The corpus is built by collecting and processing data from the following sources:

Source	Notes	Origin
UKIM	Books and dissertations from various topics	UKIM Digital Library, UKIM Repository
Wikipedia (MK)	Macedonian Wikipedia dump	Wikipedia
MANU	Various publications from MANU	MANU
HuggingFace (fineweb-2)	Macedonian subset of FineWeb-2 (mkd_Cyrl)	Hugging Face
Common Voice (MK)	Macedonian sentences from the Common Voice dataset	Common Voice
CLARIN MaCoCu-mk 2.0	Web-crawled Macedonian texts	CLARIN
UKLO	Resources from UKLO	UKLO
UGD	Resources from UGD	UGD
SETimes Corpus (MK-EN)	Macedonian-English parallel corpus (only MK sentences used)	SETimes
HPLT (MK)	Macedonian subset of HPLT	HPLT
Institute of Macedonian Language	Resources from the Institute of Macedonian Language "Krste Misirkov"	IMJ
Official PE Gazette of North Macedonia	Official Gazette of North Macedonia	slvesnik

📋 Overview

1. `filtering/`

This folder contains the primary scripts for downloading, filtering, and preparing the clean version of corpus input: raw corpus, output: cleaned corpus.

🧹 filter.py
- Purpose: Produces a cleaned version of the dataset (filtering process inspired by fineweb-2).
- Features:
  - C4-like filtering (removing irrelevant lines, low-quality text, and placeholder content).
  - Gopher-like filtering (handling incomplete or overly repetitive documents).
  - High-confidence language detection for Macedonian text.
  - Sentence deduplication to avoid redundancy.
  - Personally Identifiable Information (PII) filtering.
📥 download.py
- Purpose: Downloads the raw dataset (macedonian-corpus-raw) from its source. It is advisable to split the dataset into chunks (using split_data/) for efficient multiprocessing.
🔀 split_data/ (optional)
- Purpose: Contains split chunks of the downloaded corpus to exploit multiprocessing during filtering.
🧪 test_language_model.py
- Purpose: Evaluates the outputs of language detection models.
- Usage: Useful for testing the language filtering logic.
👥 dedup/minhash.py
- Purpose: Second stage deduplication. (input: cleaned, output: cleaned and deduplicated

2. `process_data/`

This folder contains notebooks used to process and unify various Macedonian text sources into the raw dataset.

📄 common_voice.ipynb
- Purpose: Extracts text from the Common Voice dataset, specifically from .tsv files.
🔗 consolidate_data.ipynb
- Purpose: Unifies all data sources into a single raw dataset (macedonian-corpus-raw).
- Usage: Combines text data from multiple sources (e.g., Common Voice, scraped PDFs, web crawls).

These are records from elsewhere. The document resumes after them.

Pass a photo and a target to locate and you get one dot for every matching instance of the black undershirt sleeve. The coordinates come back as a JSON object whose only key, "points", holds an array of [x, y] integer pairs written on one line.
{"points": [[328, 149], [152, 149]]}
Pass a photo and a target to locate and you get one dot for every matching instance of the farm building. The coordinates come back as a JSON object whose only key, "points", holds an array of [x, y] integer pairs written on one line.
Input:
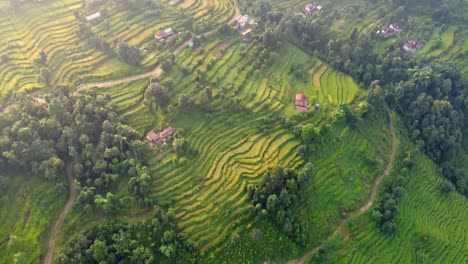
{"points": [[93, 18], [301, 103], [412, 46], [388, 30], [247, 32], [298, 13], [159, 138], [162, 34], [310, 8], [243, 21]]}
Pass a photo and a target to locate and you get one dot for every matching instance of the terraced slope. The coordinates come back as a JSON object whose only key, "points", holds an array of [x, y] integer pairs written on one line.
{"points": [[431, 226]]}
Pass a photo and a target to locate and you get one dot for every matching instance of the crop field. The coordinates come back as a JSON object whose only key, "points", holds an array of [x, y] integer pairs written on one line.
{"points": [[331, 87], [27, 211], [208, 189], [431, 227], [51, 29]]}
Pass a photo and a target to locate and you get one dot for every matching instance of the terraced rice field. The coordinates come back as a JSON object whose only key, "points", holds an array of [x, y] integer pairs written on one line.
{"points": [[208, 190], [51, 28], [332, 87], [431, 226]]}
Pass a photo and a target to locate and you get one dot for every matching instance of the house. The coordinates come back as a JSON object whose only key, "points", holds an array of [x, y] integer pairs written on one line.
{"points": [[301, 103], [242, 21], [247, 32], [167, 132], [412, 46], [162, 34], [298, 13], [397, 27], [159, 138], [310, 8], [388, 30], [96, 17]]}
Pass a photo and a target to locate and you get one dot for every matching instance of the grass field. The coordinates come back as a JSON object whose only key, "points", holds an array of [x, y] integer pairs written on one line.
{"points": [[208, 189], [51, 29], [27, 212], [430, 227]]}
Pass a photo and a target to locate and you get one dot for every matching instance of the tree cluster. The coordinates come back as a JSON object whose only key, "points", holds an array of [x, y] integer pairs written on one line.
{"points": [[154, 240], [386, 207], [41, 137], [276, 196]]}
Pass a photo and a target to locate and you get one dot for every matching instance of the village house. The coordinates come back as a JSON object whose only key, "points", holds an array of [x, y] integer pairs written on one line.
{"points": [[159, 138], [246, 34], [310, 8], [243, 21], [388, 30], [412, 46], [298, 13], [94, 18], [301, 103], [162, 34]]}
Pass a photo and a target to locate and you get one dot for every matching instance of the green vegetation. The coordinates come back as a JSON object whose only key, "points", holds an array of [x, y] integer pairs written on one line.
{"points": [[429, 229], [216, 191], [28, 206]]}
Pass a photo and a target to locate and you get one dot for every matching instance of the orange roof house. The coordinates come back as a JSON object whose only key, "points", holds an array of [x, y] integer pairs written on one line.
{"points": [[159, 138], [301, 102]]}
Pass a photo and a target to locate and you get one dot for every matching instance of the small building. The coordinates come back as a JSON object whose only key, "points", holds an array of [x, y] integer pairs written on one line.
{"points": [[159, 138], [247, 32], [163, 34], [94, 18], [242, 21], [397, 27], [301, 103], [298, 13], [388, 30], [412, 46], [310, 8]]}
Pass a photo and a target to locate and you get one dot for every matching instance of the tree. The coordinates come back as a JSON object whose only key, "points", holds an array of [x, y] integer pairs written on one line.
{"points": [[44, 75], [128, 54], [235, 238], [375, 94], [256, 235], [99, 250]]}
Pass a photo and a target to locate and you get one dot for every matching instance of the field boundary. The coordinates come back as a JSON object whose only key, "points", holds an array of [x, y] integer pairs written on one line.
{"points": [[48, 259], [363, 208]]}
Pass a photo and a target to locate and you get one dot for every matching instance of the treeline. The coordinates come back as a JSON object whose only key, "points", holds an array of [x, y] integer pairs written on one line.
{"points": [[41, 136], [386, 206], [430, 95], [155, 240], [276, 196]]}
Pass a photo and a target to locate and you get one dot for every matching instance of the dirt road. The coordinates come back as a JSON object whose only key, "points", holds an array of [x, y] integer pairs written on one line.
{"points": [[362, 209], [157, 71], [48, 259]]}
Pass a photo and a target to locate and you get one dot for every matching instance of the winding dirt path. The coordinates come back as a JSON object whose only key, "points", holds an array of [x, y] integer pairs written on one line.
{"points": [[48, 259], [365, 207], [156, 72]]}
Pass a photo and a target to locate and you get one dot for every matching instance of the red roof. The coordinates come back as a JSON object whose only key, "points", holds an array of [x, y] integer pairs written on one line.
{"points": [[152, 136], [301, 108], [300, 97]]}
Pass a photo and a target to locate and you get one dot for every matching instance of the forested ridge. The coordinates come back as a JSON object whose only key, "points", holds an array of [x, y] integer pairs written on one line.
{"points": [[217, 89]]}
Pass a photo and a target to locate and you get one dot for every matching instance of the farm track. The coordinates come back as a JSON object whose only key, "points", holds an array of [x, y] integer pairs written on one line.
{"points": [[158, 70], [363, 208], [48, 259]]}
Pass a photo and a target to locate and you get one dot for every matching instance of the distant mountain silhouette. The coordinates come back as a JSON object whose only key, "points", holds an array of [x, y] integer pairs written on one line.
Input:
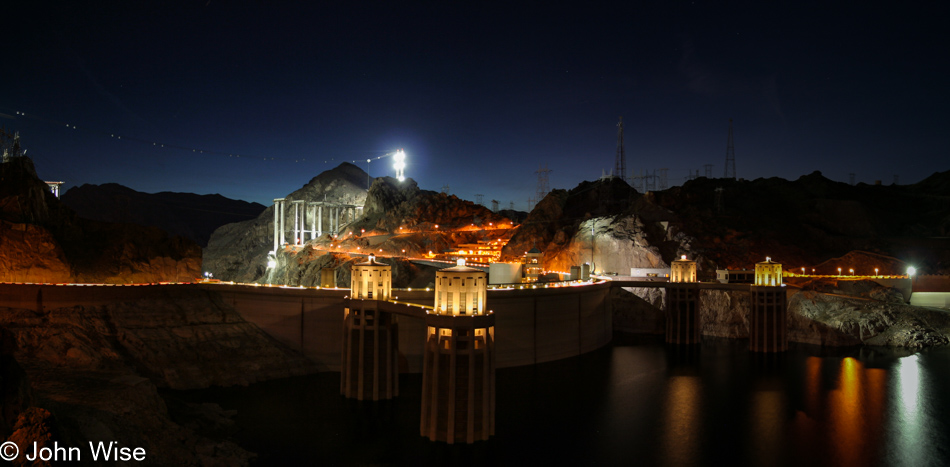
{"points": [[186, 214]]}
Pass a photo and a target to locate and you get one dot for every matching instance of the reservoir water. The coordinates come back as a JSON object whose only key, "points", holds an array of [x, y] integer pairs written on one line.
{"points": [[635, 402]]}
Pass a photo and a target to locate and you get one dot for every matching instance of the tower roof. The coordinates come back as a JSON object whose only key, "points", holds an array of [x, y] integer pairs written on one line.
{"points": [[461, 267], [371, 261]]}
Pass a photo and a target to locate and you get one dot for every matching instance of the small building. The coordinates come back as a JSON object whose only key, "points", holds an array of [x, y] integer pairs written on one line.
{"points": [[768, 330], [483, 251], [683, 270], [650, 273], [504, 273], [682, 304], [369, 366], [533, 264], [458, 370]]}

For reference, see the dataset description here.

3. `scraping/`

This folder contains scripts for data collection through web scraping.

🖋️ scrape_pdfs.py
- Purpose: Scrapes text from PDFs.
- Usage: The extracted content is processed through MMORE and included in both the raw and cleaned datasets, with field 'source' == MMORE.